Mis gibi yağıyor gene. Babam, "Gece yağmur yağdığında, çatıya düşüşünü dinliyorum damlaların.. çok hoşuma gidiyor," dedi akşam yemeğinde. Misafirlere, akşam olduğunda-yemeklerden sonra- nasıl da evin içinde kendi köşelerimize çekildiğimizi anlattık hep birlikte. "Seni çok romantik gördüm baba," dedim. Devamını getirmedim ama, "sululuk" olmasın diye-misafirlerin yanında.
Ve sonra kimse aynını yapamazken, ben kendi köşeme çekildim. Babamın yerine dinliyorum yağmur damlalarının düşüşünü.. terasın kapısı açık sonuna dek... pencerem de açık.. çayım bitmek üzere.. bitmesin diye almıyorum son yudumlarımı.. bakıyorum büyük alırsam üç.. küçük küçük alırsam altı eder .. altı yudumda bitsin o zaman bu çay da.
Hastayım azıcık da ama uyursam geçecek.
Uykuyu seviyorum ben artık.
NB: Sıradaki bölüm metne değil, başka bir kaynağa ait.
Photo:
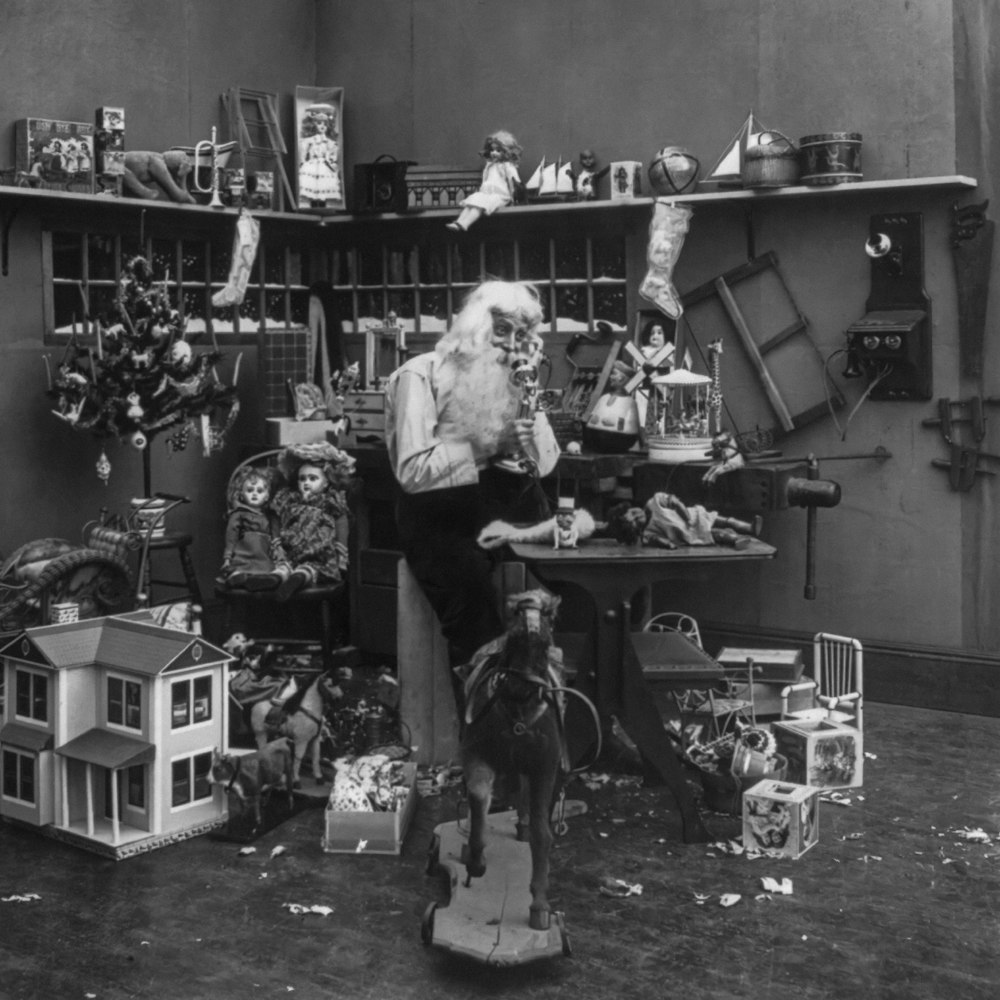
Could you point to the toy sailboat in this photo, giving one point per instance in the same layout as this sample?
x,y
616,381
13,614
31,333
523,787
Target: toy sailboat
x,y
551,182
727,172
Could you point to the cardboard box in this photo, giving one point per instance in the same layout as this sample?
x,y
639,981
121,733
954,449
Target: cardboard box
x,y
822,754
771,665
780,817
283,431
55,154
374,832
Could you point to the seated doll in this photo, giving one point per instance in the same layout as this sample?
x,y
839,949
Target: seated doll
x,y
313,515
252,558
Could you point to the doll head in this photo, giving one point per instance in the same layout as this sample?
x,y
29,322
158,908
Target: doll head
x,y
501,145
311,480
251,487
336,467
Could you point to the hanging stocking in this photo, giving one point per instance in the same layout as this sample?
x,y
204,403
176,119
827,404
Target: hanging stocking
x,y
244,253
667,229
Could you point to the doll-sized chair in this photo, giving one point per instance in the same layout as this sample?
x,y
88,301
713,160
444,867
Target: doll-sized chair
x,y
329,599
837,683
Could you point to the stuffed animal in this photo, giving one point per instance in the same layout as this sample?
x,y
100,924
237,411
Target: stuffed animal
x,y
158,176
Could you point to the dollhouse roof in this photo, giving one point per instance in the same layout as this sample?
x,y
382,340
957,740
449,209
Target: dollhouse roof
x,y
99,746
124,644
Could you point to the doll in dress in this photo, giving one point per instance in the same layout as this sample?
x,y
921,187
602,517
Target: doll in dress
x,y
501,182
252,558
313,515
319,171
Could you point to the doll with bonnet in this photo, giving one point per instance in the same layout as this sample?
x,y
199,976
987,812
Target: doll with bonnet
x,y
313,514
252,557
Gece yatakta, okul yolunda ve okuldan dönerken serviste, okulda koridorda yürürken, sınıfta çocuklarla en enerjik halimle konuşurken.. hep uyuyorum. Kendimi uyutuyorum. Dün mutsuzdum; bugün mutluyum ama her halimle kendimi "iyi" uyutuyorum.
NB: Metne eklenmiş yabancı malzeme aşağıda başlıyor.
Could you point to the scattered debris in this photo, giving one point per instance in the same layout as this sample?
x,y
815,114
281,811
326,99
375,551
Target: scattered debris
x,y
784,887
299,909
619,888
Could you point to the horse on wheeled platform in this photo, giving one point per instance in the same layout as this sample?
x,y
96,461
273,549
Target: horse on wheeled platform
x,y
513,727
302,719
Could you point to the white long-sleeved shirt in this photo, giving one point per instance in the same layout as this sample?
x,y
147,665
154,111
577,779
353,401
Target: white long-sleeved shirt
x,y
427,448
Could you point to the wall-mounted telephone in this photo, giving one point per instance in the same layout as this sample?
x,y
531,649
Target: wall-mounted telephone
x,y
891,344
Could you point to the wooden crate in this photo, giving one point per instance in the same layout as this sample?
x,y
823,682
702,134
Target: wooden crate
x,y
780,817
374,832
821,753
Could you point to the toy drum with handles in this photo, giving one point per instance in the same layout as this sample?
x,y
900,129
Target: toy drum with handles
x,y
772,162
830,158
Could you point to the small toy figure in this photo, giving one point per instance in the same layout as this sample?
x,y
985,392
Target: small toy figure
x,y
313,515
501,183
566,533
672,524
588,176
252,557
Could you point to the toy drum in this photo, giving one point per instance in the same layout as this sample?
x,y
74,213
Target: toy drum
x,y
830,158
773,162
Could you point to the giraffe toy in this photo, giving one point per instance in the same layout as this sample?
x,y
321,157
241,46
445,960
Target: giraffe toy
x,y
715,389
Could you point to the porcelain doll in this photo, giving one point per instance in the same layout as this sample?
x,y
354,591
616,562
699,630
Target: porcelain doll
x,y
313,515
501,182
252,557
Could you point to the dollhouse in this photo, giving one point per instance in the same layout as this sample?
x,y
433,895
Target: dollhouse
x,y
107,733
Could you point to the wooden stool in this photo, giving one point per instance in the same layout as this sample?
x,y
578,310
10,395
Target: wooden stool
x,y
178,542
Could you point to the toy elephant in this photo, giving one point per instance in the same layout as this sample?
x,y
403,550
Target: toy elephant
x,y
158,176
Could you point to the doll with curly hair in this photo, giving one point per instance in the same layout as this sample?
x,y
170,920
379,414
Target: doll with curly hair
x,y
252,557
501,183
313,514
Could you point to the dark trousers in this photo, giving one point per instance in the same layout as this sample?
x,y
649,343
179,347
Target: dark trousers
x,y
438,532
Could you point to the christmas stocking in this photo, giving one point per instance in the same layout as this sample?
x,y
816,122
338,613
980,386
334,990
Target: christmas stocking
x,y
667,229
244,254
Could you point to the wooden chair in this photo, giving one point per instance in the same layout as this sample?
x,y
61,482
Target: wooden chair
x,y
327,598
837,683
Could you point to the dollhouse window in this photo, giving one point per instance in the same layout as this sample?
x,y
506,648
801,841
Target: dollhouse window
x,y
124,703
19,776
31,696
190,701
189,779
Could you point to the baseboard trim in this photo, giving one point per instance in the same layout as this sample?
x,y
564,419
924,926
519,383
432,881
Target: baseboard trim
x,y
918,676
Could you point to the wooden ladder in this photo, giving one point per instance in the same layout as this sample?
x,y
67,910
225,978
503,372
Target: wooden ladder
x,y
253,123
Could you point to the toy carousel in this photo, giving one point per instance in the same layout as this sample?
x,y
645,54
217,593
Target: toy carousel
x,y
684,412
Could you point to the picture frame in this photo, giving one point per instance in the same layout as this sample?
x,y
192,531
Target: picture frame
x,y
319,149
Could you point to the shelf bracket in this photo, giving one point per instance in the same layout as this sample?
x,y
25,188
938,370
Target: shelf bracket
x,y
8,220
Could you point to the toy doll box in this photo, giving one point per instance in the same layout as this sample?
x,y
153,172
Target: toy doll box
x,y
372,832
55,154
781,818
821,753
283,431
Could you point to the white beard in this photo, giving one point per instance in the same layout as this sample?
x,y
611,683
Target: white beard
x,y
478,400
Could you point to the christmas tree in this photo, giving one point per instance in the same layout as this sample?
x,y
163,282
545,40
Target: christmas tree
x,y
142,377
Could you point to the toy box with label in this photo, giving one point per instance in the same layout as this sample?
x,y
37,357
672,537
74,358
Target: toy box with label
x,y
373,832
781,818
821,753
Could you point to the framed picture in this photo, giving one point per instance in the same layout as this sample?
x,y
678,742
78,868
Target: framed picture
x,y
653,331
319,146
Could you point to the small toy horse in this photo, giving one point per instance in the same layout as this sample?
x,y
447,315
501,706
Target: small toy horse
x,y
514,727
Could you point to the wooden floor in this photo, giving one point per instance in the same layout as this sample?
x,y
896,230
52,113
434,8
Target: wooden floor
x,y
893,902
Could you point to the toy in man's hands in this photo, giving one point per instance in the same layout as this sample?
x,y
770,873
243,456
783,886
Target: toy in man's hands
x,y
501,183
Hastayım azıcık da ama evet uyursam geçecek.
Son sigara ve sonra yatak...
P.S. 1 Gün içinde en çok söylediğim şarkı: Bir küçücük aslancık varmış... annesi onu... çok çoook severmiş.
P.S. 2 Başbakanı protesto etmek için Taksim Meydanı'nda toplu kürtaj olalım, yazmış bir arkadaşım. Gülmedim desem yalan olur. Gülmemeli miydim oysa?
P.S. 3 THY emekçilerinin grevi, tetiklese keşke bir şeyleri.. dedik bir de.
P.S 4 "Bir küçücük aslancık varmış.." :)
İşte bu kadar ilaçlanmış bir kafadan geçmiş olanlar.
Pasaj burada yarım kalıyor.